# Introduction

This project was a part of the DataQuest Data Scientist specialization course. In this project, we explore a dataset on U.S. Gun Deaths from 2012-2014 and try to find patterns in victim demographics. The dataset was compiled by fivethirtyeight, and is available on their github repo.

## The Data Set

In [7]:
import csv

with open("guns.csv", "r") as f:
    reader = csv.reader(f)
    data = list(reader)
    
print(data[0:5])

[['', 'year', 'month', 'intent', 'police', 'sex', 'age', 'race', 'hispanic', 'place', 'education'], ['1', '2012', '01', 'Suicide', '0', 'M', '34', 'Asian/Pacific Islander', '100', 'Home', '4'], ['2', '2012', '01', 'Suicide', '0', 'F', '21', 'White', '100', 'Street', '3'], ['3', '2012', '01', 'Suicide', '0', 'M', '60', 'White', '100', 'Other specified', '4'], ['4', '2012', '02', 'Suicide', '0', 'M', '64', 'White', '100', 'Home', '4']]


## Removing the Header

By printing the first five rows of the data set, we notice that the data is in a list of lists.

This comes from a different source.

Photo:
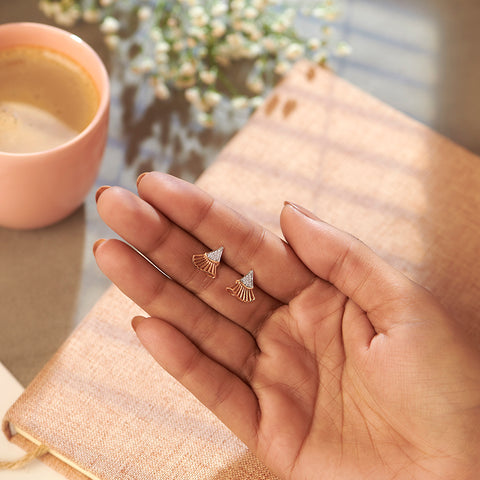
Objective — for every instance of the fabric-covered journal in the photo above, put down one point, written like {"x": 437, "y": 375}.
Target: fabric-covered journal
{"x": 107, "y": 411}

The first list in the data is the header row. We will remove the header row from the data so that we can analyze it. 

In [8]:
headers = data[:1]
data = data[1:]
print(headers)

[['', 'year', 'month', 'intent', 'police', 'sex', 'age', 'race', 'hispanic', 'place', 'education']]


In [9]:
print(data[0:5])

[['1', '2012', '01', 'Suicide', '0', 'M', '34', 'Asian/Pacific Islander', '100', 'Home', '4'], ['2', '2012', '01', 'Suicide', '0', 'F', '21', 'White', '100', 'Street', '3'], ['3', '2012', '01', 'Suicide', '0', 'M', '60', 'White', '100', 'Other specified', '4'], ['4', '2012', '02', 'Suicide', '0', 'M', '64', 'White', '100', 'Home', '4'], ['5', '2012', '02', 'Suicide', '0', 'M', '31', 'White', '100', 'Other specified', '2']]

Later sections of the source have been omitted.